Chaim echoes this idea, noting that local rules and regulations, especially those that are unwritten, act as blind spots for tech founders coming into Indonesia. “You don’t have the network and need to learn the language first because not that many people speak English [nationwide],” he says.

All three entrepreneurs now share the opinion that startup founders from Europe need to rethink how they do business and manage people when they come to this market. “Business is done differently in Indonesia. It is more relationship-based than process-based,” says Chaim.

Franke adds that unlike Europe, the lines between friendship and professional relationships are far less strict in Indonesia. “I had to adjust my communication habits so that they work well with everyone,” he says. “Another thing I learned, and should learn more of, is patience.”

In general, Milder notes that all tech founders in Jakarta, whether they’re foreign or local, seem to be birds of a feather. They all share the same drive to address big problems. However, he says one advantage that foreign founders often have is the experience they gain abroad.

The majority of expat founders in Jakarta have built or worked at startups in other countries. Chaim, for example, founded an internet consultancy in Singapore several years ago. “Everything that happens in the US has a tendency to blow over to Europe. Europe, in turn, blows these developments to Asia. This could work out to the benefit of the foreign founders, in terms of knowledge and insight,” he says.

To other foreigners looking to strike digital gold in Indonesia, Fetter advises them to “commit to the country” instead of coming in with the mindset of leaving after a few years. “Indonesia is a marathon and not a sprint,” he says. “By blending in and giving yourself fully to the country, you will be able to reap the benefits years from now […]

you have to ask yourself first if you want to live in Indonesia for the long run. If the answer is yes, you are in the right place.”

Fetter adds that apart from securing funding to finance your tech operation, future expat founders should also look to give back to society, understanding that poverty remains a constant challenge in the country. He says, “You have the skills and ability to change their lives. So do just that!” In the next five years, Chaim sees himself still in Indonesia, coaching local and foreign founders on how to build ventures that can change the nation.

As for Milder, he doesn’t plan to leave any time soon either. “I sincerely enjoy being here. I am in love with Southeast Asia and the opportunities available here.

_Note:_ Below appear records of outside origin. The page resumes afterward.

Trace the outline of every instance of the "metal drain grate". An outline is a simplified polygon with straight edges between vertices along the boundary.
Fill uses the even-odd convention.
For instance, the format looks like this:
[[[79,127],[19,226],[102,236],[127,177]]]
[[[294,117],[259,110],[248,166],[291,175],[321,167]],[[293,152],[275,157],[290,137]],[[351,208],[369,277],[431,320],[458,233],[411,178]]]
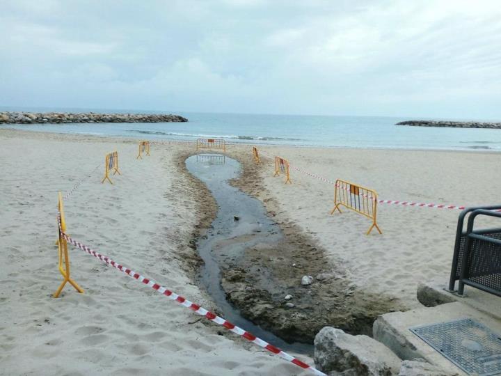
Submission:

Plus, the time is right to catch the big digitafl wave,” he says.

Meanwhile, Franke is looking forward to moving back to Germany or the US, where he can spend more time with family, while getting involved with social impact projects. He says, “By then, after having ten years of hands-on experience as a founder and manager, I would like to help other companies start off. I’d like to invest in smart people with great concepts.”